We introduce a novel approach for robust principal component analysis (RPCA) for a partially observed data matrix. The aim is to recover the data matrix as a sum of a low-rank matrix and a sparse matrix so as to eliminate erratic noise (outliers). This problem is known to be NP-hard in general. A classical approach to solving RPCA is to consider convex relaxations. One such heuristic involves the minimization of the (weighted) sum of a nuclear norm part, that promotes a low-rank component, with an l(1) norm part, to promote a sparse component. This results in a well-structured convex problem that can be efficiently solved by modern first-order methods. However, first-order methods often yield low accuracy solutions. Moreover, the heuristic of using a norm consisting of a weighted sum of norms may lose some of the advantages that each norm had when used separately.
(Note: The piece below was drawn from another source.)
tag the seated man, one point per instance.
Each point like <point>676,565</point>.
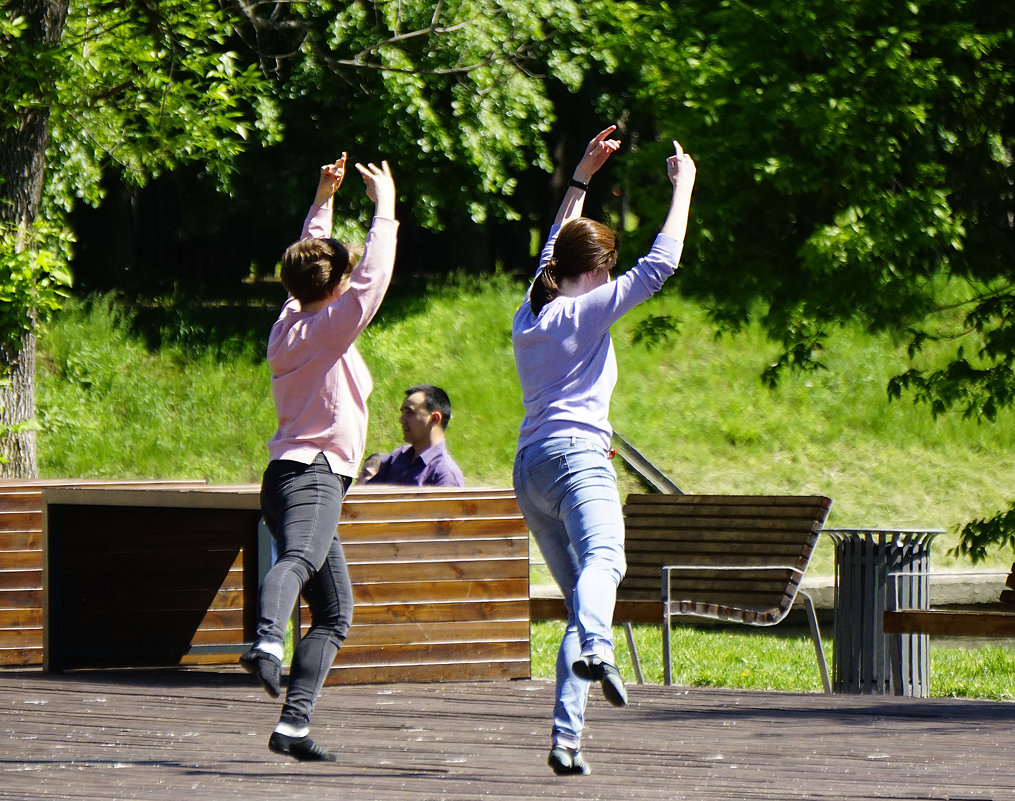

In this paper, we propose a novel nonconvex and nonsmooth reformulation of the original NP-hard RPCA model. The new model adds a redundant semidefinite cone constraint and solves small subproblems using a PALM algorithm. Each subproblem results in an exposing vector for a facial reduction technique that is able to reduce the size significantly. This makes the problem amenable to efficient algorithms in order to obtain high-level accuracy. We include numerical results that confirm the efficacy of our approach.